Even some stakeholders in the health-care system who find the Committee’s basic vision compelling may ask whether or not a special, organized effort is required to achieve the Committee’s goals. In particular, some might argue that there are already enough examples—many have been cited in this report—in which data-intensive laboratory tests have such clear benefits for patients that the traditional system of test development and insurance reimbursement
will allow a smooth transition to a new era of molecular medicine. We would caution against this conclusion. Indeed, there is real risk of a backlash against premature claims of the efficacy of genomic medicine (Kolata 2011). The key to avoiding such a backlash is development of a robust system for discovering applications that have real clinical benefits and validating those claims through open processes. The Committee believes that expecting or pressuring payers in the health-care system to bear the costs of integrating data-intensive biology and medicine without clear evidence of the safety, efficacy, and economic feasibility of particular applications would fail—indeed, such an effort could easily be counter-productive. On the other hand, as some of the scenarios sketched above indicate, the Committee believes that a well planned public investment in creating the system the Committee envisions would lead relatively quickly to robust public–private partnerships that would allow all stakeholders to build on early successes. Perhaps even more importantly, the Committee believes that its approach offers the most realistic available path to ultimate sustainability of precision medicine. Public investment in research can play an essential role in building a solid foundation for precision medicine, but it cannot sustain its dissemination: precision medicine will only become a routine aspect of health care when it pays its own way.

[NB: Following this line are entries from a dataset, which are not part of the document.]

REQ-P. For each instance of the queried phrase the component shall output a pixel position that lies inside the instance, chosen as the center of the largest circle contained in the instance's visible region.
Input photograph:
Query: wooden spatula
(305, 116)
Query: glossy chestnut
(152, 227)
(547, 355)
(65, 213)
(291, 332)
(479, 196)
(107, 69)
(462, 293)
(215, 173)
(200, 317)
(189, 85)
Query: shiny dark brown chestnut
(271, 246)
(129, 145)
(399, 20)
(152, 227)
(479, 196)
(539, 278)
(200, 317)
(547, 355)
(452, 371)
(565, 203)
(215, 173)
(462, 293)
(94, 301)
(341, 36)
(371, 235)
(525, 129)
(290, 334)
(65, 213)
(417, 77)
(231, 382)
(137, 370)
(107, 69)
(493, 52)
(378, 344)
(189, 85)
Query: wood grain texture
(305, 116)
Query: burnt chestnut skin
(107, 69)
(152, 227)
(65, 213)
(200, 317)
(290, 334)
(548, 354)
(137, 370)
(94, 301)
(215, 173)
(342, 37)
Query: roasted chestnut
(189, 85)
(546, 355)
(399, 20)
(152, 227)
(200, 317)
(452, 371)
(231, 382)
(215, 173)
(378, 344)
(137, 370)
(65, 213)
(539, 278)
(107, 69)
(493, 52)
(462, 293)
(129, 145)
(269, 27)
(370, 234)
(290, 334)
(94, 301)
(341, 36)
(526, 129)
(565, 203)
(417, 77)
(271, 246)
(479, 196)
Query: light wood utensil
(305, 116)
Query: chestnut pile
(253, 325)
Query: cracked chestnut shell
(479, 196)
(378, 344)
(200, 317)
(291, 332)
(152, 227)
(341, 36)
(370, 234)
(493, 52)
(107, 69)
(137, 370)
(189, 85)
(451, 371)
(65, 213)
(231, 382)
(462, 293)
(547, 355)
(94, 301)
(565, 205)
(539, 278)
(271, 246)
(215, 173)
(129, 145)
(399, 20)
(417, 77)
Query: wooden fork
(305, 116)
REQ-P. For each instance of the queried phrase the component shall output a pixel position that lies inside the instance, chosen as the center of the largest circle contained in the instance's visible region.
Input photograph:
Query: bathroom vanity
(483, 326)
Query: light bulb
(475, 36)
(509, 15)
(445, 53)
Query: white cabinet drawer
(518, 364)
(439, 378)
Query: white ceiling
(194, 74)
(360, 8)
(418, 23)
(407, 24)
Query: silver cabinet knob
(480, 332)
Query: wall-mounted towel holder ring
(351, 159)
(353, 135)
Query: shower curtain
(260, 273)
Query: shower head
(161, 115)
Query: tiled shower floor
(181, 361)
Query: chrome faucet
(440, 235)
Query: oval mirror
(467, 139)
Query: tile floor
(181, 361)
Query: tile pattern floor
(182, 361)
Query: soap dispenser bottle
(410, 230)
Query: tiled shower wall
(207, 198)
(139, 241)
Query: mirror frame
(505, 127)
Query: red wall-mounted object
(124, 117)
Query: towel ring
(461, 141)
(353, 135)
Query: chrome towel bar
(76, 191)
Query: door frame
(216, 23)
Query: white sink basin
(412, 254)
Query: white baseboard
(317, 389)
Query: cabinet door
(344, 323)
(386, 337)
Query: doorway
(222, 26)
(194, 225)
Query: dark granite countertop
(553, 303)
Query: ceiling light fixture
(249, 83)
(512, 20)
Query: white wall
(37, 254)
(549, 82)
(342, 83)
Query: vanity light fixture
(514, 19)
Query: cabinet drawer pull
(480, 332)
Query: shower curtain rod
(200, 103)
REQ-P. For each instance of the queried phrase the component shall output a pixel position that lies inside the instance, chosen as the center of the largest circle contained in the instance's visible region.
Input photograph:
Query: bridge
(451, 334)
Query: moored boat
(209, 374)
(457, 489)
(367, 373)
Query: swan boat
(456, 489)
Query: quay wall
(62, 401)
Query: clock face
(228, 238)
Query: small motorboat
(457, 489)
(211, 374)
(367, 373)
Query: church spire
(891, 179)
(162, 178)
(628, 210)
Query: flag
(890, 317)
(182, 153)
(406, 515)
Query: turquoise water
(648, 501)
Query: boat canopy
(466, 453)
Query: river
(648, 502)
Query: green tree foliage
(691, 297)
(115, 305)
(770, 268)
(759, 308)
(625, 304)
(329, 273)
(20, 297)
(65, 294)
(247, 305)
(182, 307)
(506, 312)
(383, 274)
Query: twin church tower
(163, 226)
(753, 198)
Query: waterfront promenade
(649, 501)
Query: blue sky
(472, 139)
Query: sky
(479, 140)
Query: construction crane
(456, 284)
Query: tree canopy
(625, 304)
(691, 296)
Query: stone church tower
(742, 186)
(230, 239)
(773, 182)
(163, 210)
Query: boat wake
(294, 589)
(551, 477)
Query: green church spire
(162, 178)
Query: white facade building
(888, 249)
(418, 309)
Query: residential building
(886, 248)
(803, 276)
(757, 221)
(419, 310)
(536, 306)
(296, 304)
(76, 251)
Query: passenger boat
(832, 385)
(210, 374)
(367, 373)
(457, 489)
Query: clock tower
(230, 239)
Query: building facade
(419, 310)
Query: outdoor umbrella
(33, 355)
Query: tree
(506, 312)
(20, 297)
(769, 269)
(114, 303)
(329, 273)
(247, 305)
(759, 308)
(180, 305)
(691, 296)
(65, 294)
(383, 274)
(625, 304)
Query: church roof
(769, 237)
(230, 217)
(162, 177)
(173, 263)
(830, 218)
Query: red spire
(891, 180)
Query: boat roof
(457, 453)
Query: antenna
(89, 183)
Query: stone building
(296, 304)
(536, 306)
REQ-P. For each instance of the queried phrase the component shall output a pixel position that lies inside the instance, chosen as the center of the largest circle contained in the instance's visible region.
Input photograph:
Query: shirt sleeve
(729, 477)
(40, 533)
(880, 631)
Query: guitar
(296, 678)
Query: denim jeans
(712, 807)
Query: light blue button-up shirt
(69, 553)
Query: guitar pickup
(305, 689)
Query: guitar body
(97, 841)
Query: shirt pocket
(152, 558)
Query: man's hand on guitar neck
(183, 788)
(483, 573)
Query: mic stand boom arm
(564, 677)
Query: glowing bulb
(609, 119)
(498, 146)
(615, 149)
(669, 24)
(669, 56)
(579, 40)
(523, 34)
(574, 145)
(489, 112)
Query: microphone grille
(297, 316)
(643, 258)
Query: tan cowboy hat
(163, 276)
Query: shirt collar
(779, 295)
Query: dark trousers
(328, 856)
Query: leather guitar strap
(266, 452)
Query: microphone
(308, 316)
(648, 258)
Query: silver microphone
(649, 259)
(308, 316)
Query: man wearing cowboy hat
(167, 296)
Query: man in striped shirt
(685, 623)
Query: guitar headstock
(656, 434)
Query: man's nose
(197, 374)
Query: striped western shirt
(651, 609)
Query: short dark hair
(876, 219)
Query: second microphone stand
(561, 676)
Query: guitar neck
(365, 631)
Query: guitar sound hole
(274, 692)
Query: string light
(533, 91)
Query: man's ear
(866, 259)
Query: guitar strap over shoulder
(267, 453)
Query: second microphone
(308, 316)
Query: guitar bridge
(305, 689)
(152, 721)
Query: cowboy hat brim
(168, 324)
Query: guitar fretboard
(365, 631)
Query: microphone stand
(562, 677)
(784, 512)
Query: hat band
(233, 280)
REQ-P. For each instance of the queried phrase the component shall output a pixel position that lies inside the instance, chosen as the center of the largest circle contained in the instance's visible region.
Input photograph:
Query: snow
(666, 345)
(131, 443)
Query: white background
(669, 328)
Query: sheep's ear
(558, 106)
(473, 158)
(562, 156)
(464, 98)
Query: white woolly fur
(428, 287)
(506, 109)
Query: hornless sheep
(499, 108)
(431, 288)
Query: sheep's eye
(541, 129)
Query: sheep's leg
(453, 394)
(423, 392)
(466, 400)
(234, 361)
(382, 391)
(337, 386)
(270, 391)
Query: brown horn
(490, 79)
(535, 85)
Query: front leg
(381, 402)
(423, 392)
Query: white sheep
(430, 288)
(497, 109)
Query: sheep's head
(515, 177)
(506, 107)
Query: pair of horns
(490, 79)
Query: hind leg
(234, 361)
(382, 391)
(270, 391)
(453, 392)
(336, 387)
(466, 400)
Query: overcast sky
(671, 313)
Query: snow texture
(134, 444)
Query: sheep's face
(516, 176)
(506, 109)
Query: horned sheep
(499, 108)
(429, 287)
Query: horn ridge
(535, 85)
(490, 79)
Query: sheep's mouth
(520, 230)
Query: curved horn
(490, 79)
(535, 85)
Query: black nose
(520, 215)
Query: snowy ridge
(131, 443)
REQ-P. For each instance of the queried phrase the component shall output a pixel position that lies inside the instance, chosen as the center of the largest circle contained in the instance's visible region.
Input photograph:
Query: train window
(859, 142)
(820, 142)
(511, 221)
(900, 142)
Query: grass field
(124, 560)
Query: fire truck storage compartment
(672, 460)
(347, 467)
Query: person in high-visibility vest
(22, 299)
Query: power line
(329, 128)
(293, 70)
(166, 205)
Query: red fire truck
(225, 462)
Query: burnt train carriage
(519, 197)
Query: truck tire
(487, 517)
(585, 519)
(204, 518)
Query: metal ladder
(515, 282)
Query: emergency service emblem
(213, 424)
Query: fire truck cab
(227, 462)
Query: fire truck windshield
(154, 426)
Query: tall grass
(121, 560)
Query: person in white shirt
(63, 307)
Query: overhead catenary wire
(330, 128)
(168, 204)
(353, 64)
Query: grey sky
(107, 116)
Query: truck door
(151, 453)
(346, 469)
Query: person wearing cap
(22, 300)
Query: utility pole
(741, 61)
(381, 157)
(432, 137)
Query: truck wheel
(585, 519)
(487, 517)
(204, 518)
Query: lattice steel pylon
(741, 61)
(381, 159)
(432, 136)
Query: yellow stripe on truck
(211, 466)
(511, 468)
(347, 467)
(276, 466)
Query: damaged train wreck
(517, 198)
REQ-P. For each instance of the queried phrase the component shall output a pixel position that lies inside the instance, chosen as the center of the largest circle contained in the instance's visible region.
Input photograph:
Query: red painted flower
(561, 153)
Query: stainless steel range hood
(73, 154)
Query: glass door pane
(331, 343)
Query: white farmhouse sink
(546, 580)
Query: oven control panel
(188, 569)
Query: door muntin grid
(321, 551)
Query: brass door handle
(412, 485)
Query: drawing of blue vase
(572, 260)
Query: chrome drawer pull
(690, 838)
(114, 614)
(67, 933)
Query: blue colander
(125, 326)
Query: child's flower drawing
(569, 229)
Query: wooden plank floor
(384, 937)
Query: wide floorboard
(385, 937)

To bring the discussion back to the Committee’s core mission, we close by re-emphasizing our view toward disease taxonomy. Diagnosis is the foundation of medicine. Accurately and precisely defining a patient’s condition does not assure effective treatment, but it is unequivocally the place to start. Hence, in exploiting the convergent forces acting throughout the health-care system, a long-term focus on developing the new informational resources proposed in this report would be a powerful unifying principle for biomedical researchers, physicians, patients, and all stakeholders in this vast enterprise. Whether the payoff from such a commitment would occur in time to help Patient 2, the 40-year-old type II diabetic described at the beginning of this report, is impossible to say. However, the Committee believes that implementation of its core recommendations would bring many new allies to the cause of improving this patient’s health prospects and would equip these diverse players with powerful new tools and resources that are unlikely to emerge without an organized effort to create them.